Can The Internet Have No Cost?
As long as there is a cost to running hardware, the Internet will not be free of charge. On that note, Wi-Fi seems a bit promising. Hotspots crop up wherever there are commercial establishments, and they usually provide unfettered Internet service for free. If traffic increases considerably, though, they will have to block their routers with a password to limit access to only paying clients. Other initiatives for free Internet are usually state-sponsored (like the free Wi-Fi provided by Oradea’s municipal government), although technically, I wouldn’t call that “free” since it is supported by taxpayers.
At this moment in history, there is no conceivable way for free Internet to exist universally, but there are many places where that is a reality and people are going online. In the places that it matters, such as in remote villages, connectivity is still a long way away.
If the government doesn't pay anything for the Internet, why do telecoms charge money from users?
Having lived through the various transitions - ARPAnet to first generation Internet (ARPAnet + CSnet), to second generation Internet (NSFnet), to commercialized Internet, let me apply some clarity to this.
Even in the beginning, ARPAnet member institutions paid for their access. In fact, that was the high bar - you were required to have a DARPA sponsor, and a grant from a DARPA agency which covered your service installation costs (varied, minimum of about $20k if you just needed a 1822 board and modem, up to a lot more than that if you needed to pay for a new IMP slot), plus your annual operating costs (about $30k -in 1980 money, or about $95k today).
In the first deviation from that, the launch of CSnet, the IP packets were carried on Tymnet’s X.25 network. You paid for - cash money - the cost of a high-speed serial board for your host computer and a Paradyn 9600 baud modem (again, about $20k all in), and then you paid on a monthly basis for actual traffic transmitted. If you had the connection up and sent constantly, it was about $10k a month.

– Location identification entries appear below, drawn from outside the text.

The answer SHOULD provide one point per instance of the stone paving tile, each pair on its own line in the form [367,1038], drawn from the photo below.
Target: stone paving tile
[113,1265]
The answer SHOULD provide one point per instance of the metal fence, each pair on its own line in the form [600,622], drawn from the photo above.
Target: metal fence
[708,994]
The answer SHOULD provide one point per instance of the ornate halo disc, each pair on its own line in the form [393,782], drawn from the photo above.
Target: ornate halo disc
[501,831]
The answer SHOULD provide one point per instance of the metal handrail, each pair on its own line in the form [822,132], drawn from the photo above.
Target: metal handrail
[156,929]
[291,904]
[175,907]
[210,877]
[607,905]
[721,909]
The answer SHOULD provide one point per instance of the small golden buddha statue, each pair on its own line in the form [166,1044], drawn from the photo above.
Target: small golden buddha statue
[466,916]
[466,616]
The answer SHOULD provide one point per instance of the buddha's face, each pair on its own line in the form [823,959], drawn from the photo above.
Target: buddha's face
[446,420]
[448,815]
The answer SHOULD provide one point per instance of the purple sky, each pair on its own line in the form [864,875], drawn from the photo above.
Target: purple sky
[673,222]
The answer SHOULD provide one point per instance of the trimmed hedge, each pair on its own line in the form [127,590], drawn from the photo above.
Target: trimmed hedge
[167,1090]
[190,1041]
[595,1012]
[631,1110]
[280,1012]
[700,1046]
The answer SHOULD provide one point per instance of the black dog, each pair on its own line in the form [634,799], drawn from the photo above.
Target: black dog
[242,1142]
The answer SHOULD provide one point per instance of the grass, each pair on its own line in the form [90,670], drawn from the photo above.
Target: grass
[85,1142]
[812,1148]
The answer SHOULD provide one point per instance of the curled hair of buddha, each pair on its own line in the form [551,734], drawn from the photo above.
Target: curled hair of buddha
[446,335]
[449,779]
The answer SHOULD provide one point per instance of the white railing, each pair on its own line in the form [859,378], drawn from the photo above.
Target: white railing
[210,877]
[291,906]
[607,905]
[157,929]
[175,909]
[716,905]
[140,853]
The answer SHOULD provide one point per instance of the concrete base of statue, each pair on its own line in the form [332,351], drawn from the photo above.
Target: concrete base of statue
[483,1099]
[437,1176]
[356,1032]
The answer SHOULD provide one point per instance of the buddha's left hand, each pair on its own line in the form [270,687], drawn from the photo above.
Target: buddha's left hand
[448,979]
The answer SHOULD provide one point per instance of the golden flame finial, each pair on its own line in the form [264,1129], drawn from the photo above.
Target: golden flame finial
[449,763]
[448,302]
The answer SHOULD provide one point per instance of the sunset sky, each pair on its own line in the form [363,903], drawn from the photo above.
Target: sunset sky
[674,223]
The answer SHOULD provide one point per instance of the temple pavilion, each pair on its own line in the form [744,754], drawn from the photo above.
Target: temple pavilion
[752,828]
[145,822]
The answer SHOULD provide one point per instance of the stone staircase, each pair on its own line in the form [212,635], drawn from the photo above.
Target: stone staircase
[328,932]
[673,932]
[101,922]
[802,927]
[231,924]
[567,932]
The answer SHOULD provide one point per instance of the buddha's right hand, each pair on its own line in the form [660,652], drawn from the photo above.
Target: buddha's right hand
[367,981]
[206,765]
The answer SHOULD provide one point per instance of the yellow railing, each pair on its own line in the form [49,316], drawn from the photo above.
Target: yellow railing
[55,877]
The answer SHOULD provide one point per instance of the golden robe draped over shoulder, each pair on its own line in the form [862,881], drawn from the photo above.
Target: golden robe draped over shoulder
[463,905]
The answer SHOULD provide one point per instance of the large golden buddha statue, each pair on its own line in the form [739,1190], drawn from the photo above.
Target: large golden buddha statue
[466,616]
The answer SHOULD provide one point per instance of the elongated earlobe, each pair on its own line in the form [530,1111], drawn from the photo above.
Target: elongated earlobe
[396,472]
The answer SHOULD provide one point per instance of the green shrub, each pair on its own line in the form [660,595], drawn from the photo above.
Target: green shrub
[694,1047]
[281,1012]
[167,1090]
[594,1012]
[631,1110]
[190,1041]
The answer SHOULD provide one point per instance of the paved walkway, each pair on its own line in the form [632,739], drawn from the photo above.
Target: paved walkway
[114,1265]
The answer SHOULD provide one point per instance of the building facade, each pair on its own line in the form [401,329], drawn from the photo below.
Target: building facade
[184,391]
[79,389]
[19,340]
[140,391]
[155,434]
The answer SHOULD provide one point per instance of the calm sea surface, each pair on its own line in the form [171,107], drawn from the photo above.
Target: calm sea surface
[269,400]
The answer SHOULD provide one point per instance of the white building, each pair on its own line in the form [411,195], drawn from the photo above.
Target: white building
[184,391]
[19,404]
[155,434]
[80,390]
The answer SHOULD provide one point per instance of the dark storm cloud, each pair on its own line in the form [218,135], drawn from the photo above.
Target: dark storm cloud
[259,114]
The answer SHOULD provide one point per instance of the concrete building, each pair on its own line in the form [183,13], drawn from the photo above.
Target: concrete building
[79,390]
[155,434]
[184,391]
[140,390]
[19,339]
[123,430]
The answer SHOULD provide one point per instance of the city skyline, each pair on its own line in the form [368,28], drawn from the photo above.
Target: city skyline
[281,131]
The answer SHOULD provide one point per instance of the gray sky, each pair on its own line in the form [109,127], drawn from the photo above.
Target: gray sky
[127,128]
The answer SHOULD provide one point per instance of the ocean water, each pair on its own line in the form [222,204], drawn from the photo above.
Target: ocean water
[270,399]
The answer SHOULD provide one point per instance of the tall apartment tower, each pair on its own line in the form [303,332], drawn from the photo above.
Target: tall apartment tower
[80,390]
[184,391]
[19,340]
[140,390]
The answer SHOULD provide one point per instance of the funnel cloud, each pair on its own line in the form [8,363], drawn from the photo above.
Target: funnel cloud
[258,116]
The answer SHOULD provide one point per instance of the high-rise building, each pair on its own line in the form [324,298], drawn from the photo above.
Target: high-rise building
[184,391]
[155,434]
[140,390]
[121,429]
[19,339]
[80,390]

In the second deviation, the launch of the NSFnet, we went back to the earlier DARPAnet model - you got a grant from the NSF, instead of DARPA, and instead of having to get your underlying communications service from the DCA, you got it from the NSFnet operator - initially, operated by BBN with lines provided by AT&T LongLines, after the 1.5Mbps backbone upgrade, via ANS (consortium of IBM, MCI, and Merit).
The purpose of that last transformation was to enable the creation of the Internet as a commercial service. The plan - going in - was to reduce NSF funding over time specifically for Internet connectivity, and requiring entities receiving grants to purchase “commercial Internet services” in the same way they purchased telephone services, etc.
And after that final change, the demise of the NSFnet in ‘95, things fully evolved to the current state: you buy your Internet service from a commercial provider.
Notice that at no point in here was your Internet connection “free”.
That’s missed by many, even in the day, because end users weren’t charged for access. To them, it appeared “free”. To those of us implementing, innovating, building and operating it all - we knew better.
In addition to that $30k you had to pony up from your DARPA grant, you also had about two full time staff and a bunch of grad student labor, plus space and power, and internal networking costs, and administrative overhead. In 1981, we were estimating that at another $50k a year minimum in expenses that were not funded in any way by the DARPA grant.
If you expand your view beyond just the original DARPA funded members, you find the same thing is true - building out MILnet, for instance, required massive expenditures in hardware for routers, modems, and leased lines (even though those lines were operated by the DCA, the underlying capacity came from AT&T and was most definitely NOT FREE).